最初の「ジキル&ハイド」は首藤康之のソロで,舞台上には姿見よりも一回り大きいくらいの鏡。鏡で自分を見る=他者の視線の介入によって,自己が分裂していくというイメージです。しなやかで官能的な身体の動きは,観客のまなざしに寄り添うよう。そして次の瞬間には彼の身体は獣となって,観客の畏怖の視線を突き放す。観客である私は一瞬もその存在から目をそらせない。
「出口なし」はサルトルの戯曲を「ダンスと演劇の融合」という形で白井晃が演出した作品です。中村恩恵と,女優のりょうが出演しているのですが,りょうの細い身体は首藤・中村の造り出すイメージ世界に不釣り合いで,見ていてつらかった。

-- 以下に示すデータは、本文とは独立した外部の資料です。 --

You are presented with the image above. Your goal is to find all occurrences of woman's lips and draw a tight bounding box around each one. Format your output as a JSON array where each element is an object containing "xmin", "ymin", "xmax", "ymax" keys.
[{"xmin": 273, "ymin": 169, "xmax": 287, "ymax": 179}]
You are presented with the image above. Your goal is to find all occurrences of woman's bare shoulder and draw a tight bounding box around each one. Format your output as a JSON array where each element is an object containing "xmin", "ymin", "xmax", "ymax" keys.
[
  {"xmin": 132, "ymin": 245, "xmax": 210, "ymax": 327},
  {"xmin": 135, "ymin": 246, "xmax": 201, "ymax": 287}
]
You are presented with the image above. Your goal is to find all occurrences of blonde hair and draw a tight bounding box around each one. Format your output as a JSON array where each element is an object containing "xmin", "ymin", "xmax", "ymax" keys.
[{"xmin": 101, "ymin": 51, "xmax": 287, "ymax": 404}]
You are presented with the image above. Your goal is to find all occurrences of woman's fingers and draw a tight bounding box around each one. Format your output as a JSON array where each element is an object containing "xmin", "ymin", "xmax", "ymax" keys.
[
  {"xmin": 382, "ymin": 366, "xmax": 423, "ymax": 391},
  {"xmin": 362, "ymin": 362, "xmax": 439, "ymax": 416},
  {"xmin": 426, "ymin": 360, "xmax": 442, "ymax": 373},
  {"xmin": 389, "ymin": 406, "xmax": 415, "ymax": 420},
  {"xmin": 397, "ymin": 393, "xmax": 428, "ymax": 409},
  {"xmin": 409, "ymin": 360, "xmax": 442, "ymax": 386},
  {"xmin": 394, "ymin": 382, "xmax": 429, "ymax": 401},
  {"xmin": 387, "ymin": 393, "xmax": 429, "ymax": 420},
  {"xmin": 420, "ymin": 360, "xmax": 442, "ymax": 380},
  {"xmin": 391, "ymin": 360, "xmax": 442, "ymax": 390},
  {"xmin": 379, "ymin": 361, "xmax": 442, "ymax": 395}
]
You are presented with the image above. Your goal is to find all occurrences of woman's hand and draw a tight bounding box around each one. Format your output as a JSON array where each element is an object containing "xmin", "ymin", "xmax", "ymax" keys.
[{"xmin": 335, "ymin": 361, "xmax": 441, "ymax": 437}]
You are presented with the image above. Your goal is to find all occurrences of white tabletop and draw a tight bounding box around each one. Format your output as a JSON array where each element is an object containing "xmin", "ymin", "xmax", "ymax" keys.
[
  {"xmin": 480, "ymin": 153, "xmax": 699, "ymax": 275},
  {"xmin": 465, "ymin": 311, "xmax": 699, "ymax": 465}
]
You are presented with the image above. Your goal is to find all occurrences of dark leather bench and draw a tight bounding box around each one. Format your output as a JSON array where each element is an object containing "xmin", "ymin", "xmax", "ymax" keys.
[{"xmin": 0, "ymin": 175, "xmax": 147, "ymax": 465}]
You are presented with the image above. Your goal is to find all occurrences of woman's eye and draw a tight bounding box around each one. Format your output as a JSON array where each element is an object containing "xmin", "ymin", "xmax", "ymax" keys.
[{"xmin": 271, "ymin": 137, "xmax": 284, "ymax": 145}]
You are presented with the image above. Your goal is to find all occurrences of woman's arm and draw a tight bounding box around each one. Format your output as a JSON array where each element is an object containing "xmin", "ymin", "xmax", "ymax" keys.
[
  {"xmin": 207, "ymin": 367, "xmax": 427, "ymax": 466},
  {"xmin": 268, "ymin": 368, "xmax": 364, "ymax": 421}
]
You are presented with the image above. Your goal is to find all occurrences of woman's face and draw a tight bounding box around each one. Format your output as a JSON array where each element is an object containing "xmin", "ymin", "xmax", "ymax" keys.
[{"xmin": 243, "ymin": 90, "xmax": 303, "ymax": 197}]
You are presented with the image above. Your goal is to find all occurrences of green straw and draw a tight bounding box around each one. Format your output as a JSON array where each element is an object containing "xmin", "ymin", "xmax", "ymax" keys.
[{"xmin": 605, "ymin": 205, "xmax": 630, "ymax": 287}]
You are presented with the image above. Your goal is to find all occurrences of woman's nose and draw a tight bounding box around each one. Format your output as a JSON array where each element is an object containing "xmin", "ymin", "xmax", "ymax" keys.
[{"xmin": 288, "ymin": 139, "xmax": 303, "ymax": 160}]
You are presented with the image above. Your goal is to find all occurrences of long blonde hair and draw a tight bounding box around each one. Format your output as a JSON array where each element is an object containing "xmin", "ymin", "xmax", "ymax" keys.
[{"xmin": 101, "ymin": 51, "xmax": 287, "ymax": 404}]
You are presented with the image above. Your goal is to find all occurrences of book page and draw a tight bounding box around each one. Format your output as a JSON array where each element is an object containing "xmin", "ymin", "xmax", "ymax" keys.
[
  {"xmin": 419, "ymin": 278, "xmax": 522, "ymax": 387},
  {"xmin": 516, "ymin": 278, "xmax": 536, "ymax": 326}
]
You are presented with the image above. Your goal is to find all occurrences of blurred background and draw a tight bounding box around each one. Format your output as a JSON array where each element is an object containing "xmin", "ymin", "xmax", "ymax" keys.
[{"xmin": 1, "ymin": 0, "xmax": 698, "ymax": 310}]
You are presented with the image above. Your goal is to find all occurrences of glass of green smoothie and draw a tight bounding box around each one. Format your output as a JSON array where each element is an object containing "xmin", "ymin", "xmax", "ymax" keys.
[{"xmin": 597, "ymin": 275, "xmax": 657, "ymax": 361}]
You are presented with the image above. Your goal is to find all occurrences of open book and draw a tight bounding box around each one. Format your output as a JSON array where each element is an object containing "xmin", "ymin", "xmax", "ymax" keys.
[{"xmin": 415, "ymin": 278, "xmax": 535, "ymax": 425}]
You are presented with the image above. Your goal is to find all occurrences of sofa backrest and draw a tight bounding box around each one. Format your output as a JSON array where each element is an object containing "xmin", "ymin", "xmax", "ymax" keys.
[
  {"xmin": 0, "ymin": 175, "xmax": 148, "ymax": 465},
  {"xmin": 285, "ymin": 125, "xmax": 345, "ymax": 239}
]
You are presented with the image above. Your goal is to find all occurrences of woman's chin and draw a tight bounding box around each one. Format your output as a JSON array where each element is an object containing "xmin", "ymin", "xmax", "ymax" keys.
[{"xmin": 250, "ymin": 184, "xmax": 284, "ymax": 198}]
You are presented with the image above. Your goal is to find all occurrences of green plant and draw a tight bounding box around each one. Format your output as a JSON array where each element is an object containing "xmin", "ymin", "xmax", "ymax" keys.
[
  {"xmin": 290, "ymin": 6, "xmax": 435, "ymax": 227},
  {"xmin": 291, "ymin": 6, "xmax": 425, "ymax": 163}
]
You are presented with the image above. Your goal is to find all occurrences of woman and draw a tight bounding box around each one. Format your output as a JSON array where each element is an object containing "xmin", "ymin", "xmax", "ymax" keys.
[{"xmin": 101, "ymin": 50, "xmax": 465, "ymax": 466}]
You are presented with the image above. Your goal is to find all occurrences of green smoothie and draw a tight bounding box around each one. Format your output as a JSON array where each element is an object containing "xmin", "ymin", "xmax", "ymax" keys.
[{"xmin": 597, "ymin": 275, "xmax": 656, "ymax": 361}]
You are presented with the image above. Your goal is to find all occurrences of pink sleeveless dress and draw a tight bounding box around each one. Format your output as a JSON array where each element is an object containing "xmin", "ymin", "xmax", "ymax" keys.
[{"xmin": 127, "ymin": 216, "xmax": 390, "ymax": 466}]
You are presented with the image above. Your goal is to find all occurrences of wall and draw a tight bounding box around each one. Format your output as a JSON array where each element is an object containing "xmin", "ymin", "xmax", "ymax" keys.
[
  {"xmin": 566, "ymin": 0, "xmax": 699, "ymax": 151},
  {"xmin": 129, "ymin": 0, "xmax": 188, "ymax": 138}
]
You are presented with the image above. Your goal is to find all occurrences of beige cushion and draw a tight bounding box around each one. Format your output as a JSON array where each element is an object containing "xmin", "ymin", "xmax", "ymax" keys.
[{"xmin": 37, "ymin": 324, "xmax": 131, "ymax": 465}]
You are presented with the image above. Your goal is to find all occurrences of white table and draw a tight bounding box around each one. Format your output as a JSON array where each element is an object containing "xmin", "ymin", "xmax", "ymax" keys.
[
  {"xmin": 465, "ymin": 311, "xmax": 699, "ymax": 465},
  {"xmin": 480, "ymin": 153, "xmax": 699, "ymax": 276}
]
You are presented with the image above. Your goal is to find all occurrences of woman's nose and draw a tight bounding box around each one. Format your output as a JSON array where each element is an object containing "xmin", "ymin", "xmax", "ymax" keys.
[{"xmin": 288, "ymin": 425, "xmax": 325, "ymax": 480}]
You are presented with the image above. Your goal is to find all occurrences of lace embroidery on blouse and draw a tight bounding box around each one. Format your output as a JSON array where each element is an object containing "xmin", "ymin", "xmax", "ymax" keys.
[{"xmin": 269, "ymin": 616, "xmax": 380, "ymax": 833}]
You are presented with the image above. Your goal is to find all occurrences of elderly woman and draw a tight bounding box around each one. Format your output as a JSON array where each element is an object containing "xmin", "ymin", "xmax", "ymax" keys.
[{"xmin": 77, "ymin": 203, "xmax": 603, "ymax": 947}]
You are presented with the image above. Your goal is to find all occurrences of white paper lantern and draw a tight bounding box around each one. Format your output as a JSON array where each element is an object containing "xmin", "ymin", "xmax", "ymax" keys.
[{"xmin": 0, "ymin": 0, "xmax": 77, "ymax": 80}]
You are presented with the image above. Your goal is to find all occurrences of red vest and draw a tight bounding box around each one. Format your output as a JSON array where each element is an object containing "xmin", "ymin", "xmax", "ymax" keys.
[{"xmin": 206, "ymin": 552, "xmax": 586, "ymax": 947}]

約1時間の舞台は鏡のない世界。3人の登場人物がそれぞれ他人の目を通して存在し,関係性を築いていきます。台詞は研ぎすまされていて,演劇というよりは台詞のあるダンスという印象です。ガルサン(=首藤)とエステル(=中村)の絡みは相変わらず官能的で,そこが地獄だということをしばしば忘れてしまう。イネス(=りょう)は二人を見つめて「あたしはたった一人で群衆なのよ」と吐き捨てるように言う。
物語のクライマックス,椅子の上に飛び乗ったガルサンの「地獄とは他人だ!」という叫び声がいつまでも耳と網膜に焼き付いて離れない。